I have some doubts about Freud's role in Vygotsky's
"Theory of emotions".

1) 1931-33 - In "The teaching of emotions", Freud is quote by
Vygotsky only twice:
1.1 - At chapter 18, Freud is sawed as "involuntary
Descartes' disciple", i.e., a dualistic approach to 
emotions. Much more importance is given to Chabrier 
than to Freud. But, of course the main name is Spinoza,
not dualistic approach, and not supposed a "Descartes'
diciple"...
1.2 - At chapter 19, only an allegorical quote to do
an rhetoric analogy with a sample of a Freud's patient,
nothing theoretically relevant.

2) 1927 - In "Historical sense of the Crisis of psychology",
Vygotsky have several arguments against methodological
fusion between marxism and psicanalisis.
2.1 - Medical materialism is not the same that dialectical
materialism.
2.2 - Freud himself do not care to be called monist.
2.3 - Freud has many metaphysical influences, namely
Lipps, and Schopenhauer (this assumed explicitly by
Freud himself, in the words of Vygotsky)

3) 1925 - In the "Psychology of art", Vygotsky refuses
important principles very important to Freuds theory:
3.1 - Pan-sexualism (in Freud's view about Da Vinci and
Dostoyevsky)
3.2 - Infantilism (idem)
3.3 - Energetic hypotesis (in Freuds explation to the
jocoseness).


Of course there is one important "praise" - that all know,
about "death drive" (I don't know the English term, it is
the Thanatos), but Vygotsky recognize that is a good
question, but said that Freud didn't have the right answer.
This is at a preface from Vygotsky and Luria to Russian
edition to Freud's "Beyond Pleasure Principle", and again
in "The crisis of psychology"... For instance some influnce
of "Beyond Plesure Principle" is founded in Vygotsky "Theory
of play" too, but nothing directly linked to "Thanatos" (see
Mind in Society - Chapter seven)

Both in "Psychology of Art" and in "Imagination and Creativity
in Childhood", Vygotsky's quotes Freud in agreement about
Emotions be consciouss process, but in "The Crisis of psychology"
he said that this idea was not really from Freud, but from
Lipps... Than this is not any criteria to approximate Freud and
Vygotsky.

In "Psychology of art" seems to be some approximation too
because "catharsis"  concept, but we can't be so far without
compares this with ancient Greek chatarsis concept too, mainly
Aristotle.
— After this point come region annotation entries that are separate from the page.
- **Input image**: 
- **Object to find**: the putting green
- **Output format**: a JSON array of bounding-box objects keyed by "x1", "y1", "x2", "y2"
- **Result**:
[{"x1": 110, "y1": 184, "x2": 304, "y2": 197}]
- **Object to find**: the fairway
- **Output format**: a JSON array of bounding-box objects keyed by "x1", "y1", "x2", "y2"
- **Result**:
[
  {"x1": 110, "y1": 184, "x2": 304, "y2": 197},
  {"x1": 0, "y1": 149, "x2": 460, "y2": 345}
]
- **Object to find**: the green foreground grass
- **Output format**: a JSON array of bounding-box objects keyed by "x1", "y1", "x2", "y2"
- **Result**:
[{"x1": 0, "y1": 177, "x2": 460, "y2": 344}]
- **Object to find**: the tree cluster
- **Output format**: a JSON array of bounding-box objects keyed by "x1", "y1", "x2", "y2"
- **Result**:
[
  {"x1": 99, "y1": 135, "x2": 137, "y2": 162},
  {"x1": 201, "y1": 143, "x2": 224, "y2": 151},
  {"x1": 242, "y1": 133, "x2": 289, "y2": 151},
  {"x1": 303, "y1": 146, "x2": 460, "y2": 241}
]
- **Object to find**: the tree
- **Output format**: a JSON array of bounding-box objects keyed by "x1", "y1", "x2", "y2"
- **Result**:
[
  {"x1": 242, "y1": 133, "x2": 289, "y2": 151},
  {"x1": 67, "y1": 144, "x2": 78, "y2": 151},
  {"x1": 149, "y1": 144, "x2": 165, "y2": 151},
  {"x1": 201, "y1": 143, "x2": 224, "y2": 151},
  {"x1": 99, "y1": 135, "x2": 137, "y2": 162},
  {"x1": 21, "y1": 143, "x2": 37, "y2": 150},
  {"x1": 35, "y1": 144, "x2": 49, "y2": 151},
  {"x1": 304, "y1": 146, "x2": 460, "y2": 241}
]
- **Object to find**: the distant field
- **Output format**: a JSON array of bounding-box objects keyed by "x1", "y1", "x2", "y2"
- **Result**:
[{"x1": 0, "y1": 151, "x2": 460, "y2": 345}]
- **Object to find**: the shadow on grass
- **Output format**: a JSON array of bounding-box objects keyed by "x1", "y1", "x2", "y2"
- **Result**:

Chatarsis as a purification process provide by art,
mainly Tragedy...

And, there was, of course several posite quotes to Freud in
"Pedagogical Psychology", but that was only a hand-book,
Pavlov was abundantly quote too, equally in very posite
fashion.

It's all the main that I remember about Freud in Vigotski,
except of course something in "Thinking and speech" about
unconscious as a developed form of consciousness, and
the text about unconscious has a methodological problem,
but no great role to Freud in a historical cultural theory of
emotions. In the contrary.... We have deep doubts from
Vygotsky about psychoanalysis can be a historical world
view. This is express not only in 1927 but again in 1934

In 1927:

"In its more “concrete” works as well, psychoanalysis 
displays not
dynamic, but highly static, conservative, 
anti-dialectic and
anti-historical tendencies. It directly 
reduces the higher mental
processes – both personal 
and collective ones – to primitive,
primordial, essentially 
prehistorical, prehuman roots, leaving no room
for history. 
The same key unlocks the creativity of a Dostoyevsky 
and
the totem and taboo of primordial tribes; the Christian 
church,
communism, the primitive horde – in psychoanalysis 
everything is
reduced to the same source. That such 
tendencies are present in
psychoanalysis is apparent 
from all the works of this school which deal
with problems 
of culture, sociology and history. We can see that here
it
 does not continue, but contradicts, the methodology of
 Marxism. But
about this one keeps silent as well."
(Vygotsky, 1927 - The Crisis of psychology - chapter 7
- you can check in marxists.org)

And in 1934:

"the deep psychology* affirms that things are what they
was" (See Volume I - Spanish, and Russian - the text
"The problem of consciousness; I don´t have the English
to this source)

* You know Vygotsky refers to psychoanalysis as "deep
psychology", this is explicit in the chapter 18 from "The
teaching of Emotions"...

It seems to me that freudian psychoanalysis was not the
major occidental contribution to Vygotsky's "theory of
emotions", nor to his entire general psychology, any way.
To accept "good questions" is far way to accept a whole
epistemological view in which these questions are supposed
to be answered by that approach...

Its only what, SEEMS, to me... at the works that could 
cover until now... of course can be many other Vygotsky's
sources that I didn't examine to find references to Freud.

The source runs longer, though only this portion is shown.